Went to E & O Trading Company for the office holiday dinner last night. Dark with earthy tones and Southeast Asian decor, this trendy Pacific-fusion restaurant takes over the empty space between Compadres’ and Borders at Ward Center once occupied by Jean-Marie Josselin’s Oahu branch of A Pacific Cafe. The server was polite and pleasant, but it seemed like the wait staff was overstretched – We would go many minutes without seeing our server on many an occasion. A brief read of the menu indicated that their culinary lean was toward South and Southeast Asia, with Indian, Indonesian, Thai, and Vietnamese influences. There were some Chinese and Japanese-inspired menu items tossed in for good measure too.
Starting in with appetizers, we ordered the Indonesian corn fritters, fried calamari, paneer-stuffed “nan”, and the satay platter. The corn fritters were not what I expected. I was imagininig bite-sized things made from cornmeal, but these came as two hamburger-bun sized discs with a dipping sauce. If you are one given to dislike corn kernels in your conrbread, stay away from these. The best description I can come up with is fried pancake batter with a can of niblets mixed in, served with a soy sauce-based dipping sauce. The calamari was good, period. Some people thought it was salty, but I didn’t detect that. The cheesy “nan” was good, but not really like any nan I’ve had before, being more thick, dense and chewy rather than the traditional light thin flatbread. There was a reddish dipping sauce (assumedly chili-based), and a yellow one (possible mango based). The yellow one was sweet and fruity. Stay away from that one and use the red one. The satay platter was hit or miss. The beef was tender and smoky. The portabello mushrooms were firm. The salmon was just perfectly rare and very fresh. The chicken was chicken. The prawns were skanky – obviously “once frozen”. They were “head-on”, but since they were not “fresh-caught”, the inside of the head had become a muddled brown liquid instead of the glistening, identifiable individual internal bits that should have been present. That funk suffusing the body of the shrimp, in addition to the lack of deveining and the dryness brought about by being “previously frozen”, yeilded something rather unappealing.

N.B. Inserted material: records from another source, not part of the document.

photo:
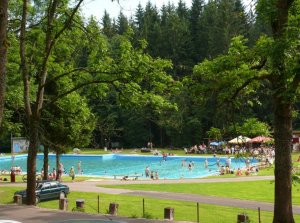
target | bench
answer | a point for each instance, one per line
(127, 177)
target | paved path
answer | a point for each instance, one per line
(91, 186)
(29, 214)
(32, 214)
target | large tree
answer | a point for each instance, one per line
(3, 52)
(45, 60)
(272, 65)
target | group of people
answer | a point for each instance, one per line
(57, 174)
(153, 175)
(196, 149)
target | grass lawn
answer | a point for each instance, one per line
(255, 190)
(131, 206)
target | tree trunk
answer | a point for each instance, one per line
(31, 160)
(283, 164)
(3, 53)
(57, 165)
(46, 163)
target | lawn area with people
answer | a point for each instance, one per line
(131, 206)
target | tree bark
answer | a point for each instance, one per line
(46, 162)
(283, 164)
(283, 211)
(31, 161)
(3, 53)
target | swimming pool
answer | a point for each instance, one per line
(108, 166)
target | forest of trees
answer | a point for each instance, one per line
(184, 36)
(166, 75)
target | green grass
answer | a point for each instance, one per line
(255, 190)
(131, 206)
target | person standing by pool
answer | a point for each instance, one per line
(228, 162)
(72, 173)
(60, 171)
(79, 167)
(190, 165)
(147, 171)
(206, 163)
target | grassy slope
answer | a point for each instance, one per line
(131, 206)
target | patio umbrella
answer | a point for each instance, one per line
(261, 139)
(239, 140)
(214, 143)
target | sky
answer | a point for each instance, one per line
(128, 7)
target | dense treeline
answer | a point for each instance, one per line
(185, 36)
(166, 76)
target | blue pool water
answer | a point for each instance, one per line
(116, 164)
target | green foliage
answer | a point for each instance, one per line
(253, 127)
(215, 133)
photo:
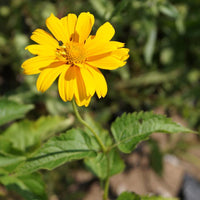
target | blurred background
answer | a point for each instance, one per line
(162, 74)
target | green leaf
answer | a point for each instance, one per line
(10, 110)
(30, 134)
(30, 187)
(99, 164)
(133, 196)
(169, 10)
(73, 145)
(130, 129)
(6, 161)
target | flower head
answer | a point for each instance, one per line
(73, 55)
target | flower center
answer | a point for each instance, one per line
(71, 52)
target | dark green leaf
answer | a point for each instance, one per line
(169, 10)
(10, 110)
(133, 196)
(30, 187)
(30, 134)
(130, 129)
(73, 145)
(99, 164)
(156, 157)
(128, 196)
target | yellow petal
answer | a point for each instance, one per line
(84, 26)
(49, 75)
(89, 81)
(105, 62)
(71, 85)
(42, 50)
(67, 84)
(57, 29)
(34, 65)
(69, 23)
(98, 47)
(100, 82)
(105, 32)
(42, 37)
(121, 54)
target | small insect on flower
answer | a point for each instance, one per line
(73, 55)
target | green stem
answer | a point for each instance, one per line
(80, 119)
(106, 186)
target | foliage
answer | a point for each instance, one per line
(163, 71)
(132, 196)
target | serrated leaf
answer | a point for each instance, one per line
(7, 161)
(73, 145)
(30, 186)
(10, 110)
(98, 165)
(30, 134)
(130, 129)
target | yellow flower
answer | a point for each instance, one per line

For the entree, I got the daily special duck. It was prepared “roasted”, but I’m guessing pan-seared and then finished in the oven. It was lightly flavored with “Anise and Chinese 5-spices” – isn’t Anise one of the 5? Oh well, whatever. The plating was pretty, with an enormous plate drizzled with various exotic flavored oils, unidentifiable crispy tendrils, and a mango compote. The duck was placed atop a bed of baby kai choi set on a base of flavored long-grain non-sticky rice. The whole stack was surrounded by a piece of banana leaf to support it. The duck was perfectly cooked, but the spicing was just a bit too subtle. The quantity was definitely a surprise. For $24, I’d expect a bit more than a single duck breast half the size of my palm. That’s OK – it left room for dessert.

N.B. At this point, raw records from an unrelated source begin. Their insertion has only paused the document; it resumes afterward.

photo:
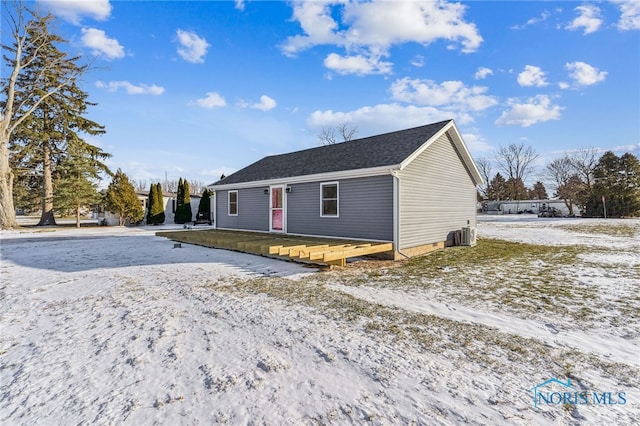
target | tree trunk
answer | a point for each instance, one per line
(7, 210)
(47, 219)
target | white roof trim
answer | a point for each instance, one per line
(345, 174)
(460, 145)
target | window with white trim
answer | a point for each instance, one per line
(233, 203)
(329, 199)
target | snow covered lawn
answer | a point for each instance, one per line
(114, 325)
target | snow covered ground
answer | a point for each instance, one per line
(116, 326)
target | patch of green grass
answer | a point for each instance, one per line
(483, 345)
(614, 229)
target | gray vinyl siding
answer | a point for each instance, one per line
(437, 196)
(365, 209)
(253, 210)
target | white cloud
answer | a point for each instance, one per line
(532, 76)
(266, 103)
(630, 14)
(131, 89)
(74, 10)
(483, 73)
(451, 95)
(543, 17)
(380, 118)
(211, 100)
(584, 74)
(358, 64)
(100, 44)
(418, 61)
(535, 110)
(476, 143)
(626, 148)
(368, 30)
(193, 48)
(589, 18)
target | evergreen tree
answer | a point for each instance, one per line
(183, 209)
(538, 192)
(617, 180)
(205, 203)
(150, 202)
(498, 188)
(76, 185)
(42, 139)
(155, 215)
(159, 209)
(177, 217)
(122, 200)
(23, 92)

Dessert was definitely the highlight. I had the Chocolate Silk Cake which was served with a scoop of espresso gelato. Plated with a chocolate drizzle and a few raspberries, the soft cake lived up to its “silk” moniker, melting at mouth temperature and releasing its bittersweet bouquet. I can’t say enough about this dessert (except maybe it would have gone great with some good coffee – had I even been offered the opportunity to order any). Sara W. had the cake too and concurred that it was the bees knees. Christian and Andy had the special bread pudding and ate about a third of it and the accompanying “Indonesian coffee sauce” – if that says anything. Jeff W. had the second dessert on the menu and liked it – for the life of me, I can’t remember what it was, but that was my second choice. It was creamy and served in a Martini glass…
A few of the dinner attendees said they had better food and service at this establishment on previous visits. There were some timing issues, like one satay platter coming out about half-an-hour after the first, and two people ordering the “spicy seafood curry” and one getting theirs at the beginning of the entree service, and the other coming out 15-minutes later (and cold). I don’t fault our server – I get the impression she was actually trying to do her best given the circumstances. I think it’s an organazational issue in the kitchen that’s at fault.

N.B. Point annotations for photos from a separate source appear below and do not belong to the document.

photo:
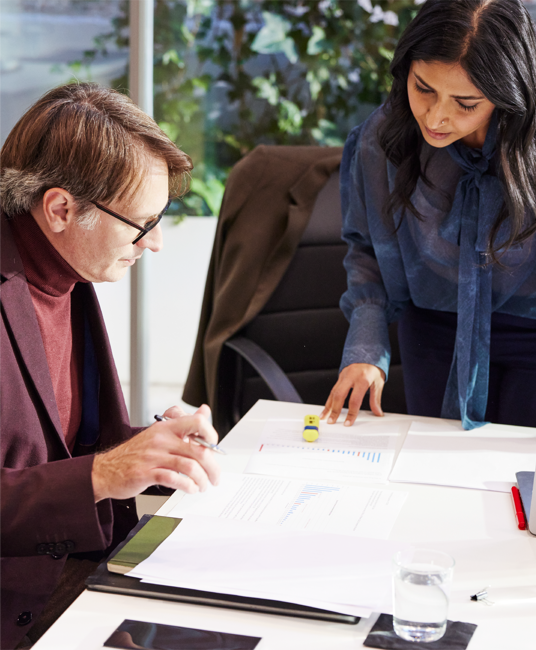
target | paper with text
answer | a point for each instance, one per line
(298, 505)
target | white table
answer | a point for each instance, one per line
(477, 528)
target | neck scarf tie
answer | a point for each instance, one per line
(476, 205)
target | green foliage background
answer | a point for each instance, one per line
(232, 74)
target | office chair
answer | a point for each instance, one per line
(291, 351)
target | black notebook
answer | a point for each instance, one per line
(104, 580)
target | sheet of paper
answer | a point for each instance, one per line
(298, 505)
(364, 452)
(231, 556)
(485, 459)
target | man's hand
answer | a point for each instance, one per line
(357, 377)
(159, 455)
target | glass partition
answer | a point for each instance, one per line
(43, 43)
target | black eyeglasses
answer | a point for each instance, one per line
(151, 222)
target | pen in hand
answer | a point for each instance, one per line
(197, 439)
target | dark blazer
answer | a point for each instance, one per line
(268, 200)
(46, 495)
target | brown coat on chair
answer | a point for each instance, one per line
(251, 251)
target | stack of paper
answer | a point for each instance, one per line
(442, 453)
(334, 572)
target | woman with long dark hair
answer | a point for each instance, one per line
(439, 200)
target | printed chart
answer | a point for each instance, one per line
(363, 453)
(298, 505)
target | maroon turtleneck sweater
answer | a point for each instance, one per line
(51, 282)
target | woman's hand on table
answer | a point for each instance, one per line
(358, 378)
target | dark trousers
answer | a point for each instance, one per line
(427, 340)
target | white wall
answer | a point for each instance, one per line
(177, 280)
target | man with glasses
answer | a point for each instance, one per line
(85, 178)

In general, I’d say give them a chance. Food wise, it was spotty – it would be hard to give a blanket recommendation, like “stay away from the seafood”, since half of it was really good, and the other half was rubbish. The prices are generally high for the quantity and quality (preparation quality or ingredient quality – you choose: it’s either one or the other that is lacking on any given occasion). The salads are super-tiny, even the >$5USD ones. I’d almost have to say go eat somewhere else, then go here for dessert and fruity cocktails and atmosphere.
Two-and-a-half Monkeys out of four
Here’s some little post-script notes:
The special that wasn’t the duck was a “whole wok fried snapper”. One of the other tables ordered it. When I was walking by on the way to the bathroom, I caught a whiff of that “not fresh fish stank” that turned my stomach. Guess where the smell came from…
When we were leaving, the Asian hostess didn’t even acknowledge us. She had said, “good night – come again,” to all the predominantly-caucasian groups leaving before us… WTF?!